[Bug 184340] PATH_MAX not interoperable with Linux

bugzilla-noreply at freebsd.org bugzilla-noreply at freebsd.org
Sun May 22 22:03:04 UTC 2016


https://bugs.freebsd.org/bugzilla/show_bug.cgi?id=184340

--- Comment #6 from Niall Douglas <s_bugzilla at nedprod.com> ---
(In reply to Jilles Tjoelker from comment #5)

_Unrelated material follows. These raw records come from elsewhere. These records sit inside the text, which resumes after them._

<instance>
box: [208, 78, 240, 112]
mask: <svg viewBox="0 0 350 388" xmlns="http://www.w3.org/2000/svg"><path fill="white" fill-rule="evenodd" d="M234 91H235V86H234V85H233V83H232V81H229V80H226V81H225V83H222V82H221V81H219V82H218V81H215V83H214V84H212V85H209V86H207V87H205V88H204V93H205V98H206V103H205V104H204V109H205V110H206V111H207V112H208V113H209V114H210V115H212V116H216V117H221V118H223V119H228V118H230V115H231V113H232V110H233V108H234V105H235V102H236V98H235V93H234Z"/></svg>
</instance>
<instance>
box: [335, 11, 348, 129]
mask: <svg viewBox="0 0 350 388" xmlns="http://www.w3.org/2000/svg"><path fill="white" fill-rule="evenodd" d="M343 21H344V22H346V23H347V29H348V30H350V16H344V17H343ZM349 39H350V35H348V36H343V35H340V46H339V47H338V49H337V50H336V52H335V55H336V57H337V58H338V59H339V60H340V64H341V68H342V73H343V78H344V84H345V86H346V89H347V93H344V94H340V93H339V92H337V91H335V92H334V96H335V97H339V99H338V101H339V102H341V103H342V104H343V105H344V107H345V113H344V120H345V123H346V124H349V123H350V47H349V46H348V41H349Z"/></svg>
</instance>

I appreciate the detail in your reply. However, this is not a code development
problem - as you mention, openat() is the correct solution to programming long
paths. Rather it's a user problem - we are stuck with software written by
others which was designed around a Linux PATH_MAX of 4096. Being that we cannot
rewrite all this software to not be so stupid, it generates substantial gotchas
for end users.

In terms of how to refactor the BSD kernel to handle this, I believe NT simply
uses dynamic memory allocation for all paths, and therefore the 64Kb path limit
is tractable except when frequently modifying paths as the win32 layer likes to
do. An ideal solution for BSD would be some sort of variant storage which could
be either 256 bytes of path or a dynamic memory allocation to a path. Perhaps a
zero length path could mean "pointer to a dynamically allocated path follows",
so something like:

union
{
  char path[256];        // for paths < 255
  struct
  {
    char _zero;             // lowest byte in memory is zero
    char _magic;            // magic marker byte to detect unioned path
    unsigned short length;  // length of path
    char *path;             // dynamically allocated pointer to path
  };
};

Anyway, I'm no expert in the BSD kernel, but I would find it nice to not have
to install ZFS on Linux just so I can zfs snapshot the volume onto FreeBSD as
my sole method of working around the BSD PATH_MAX limit.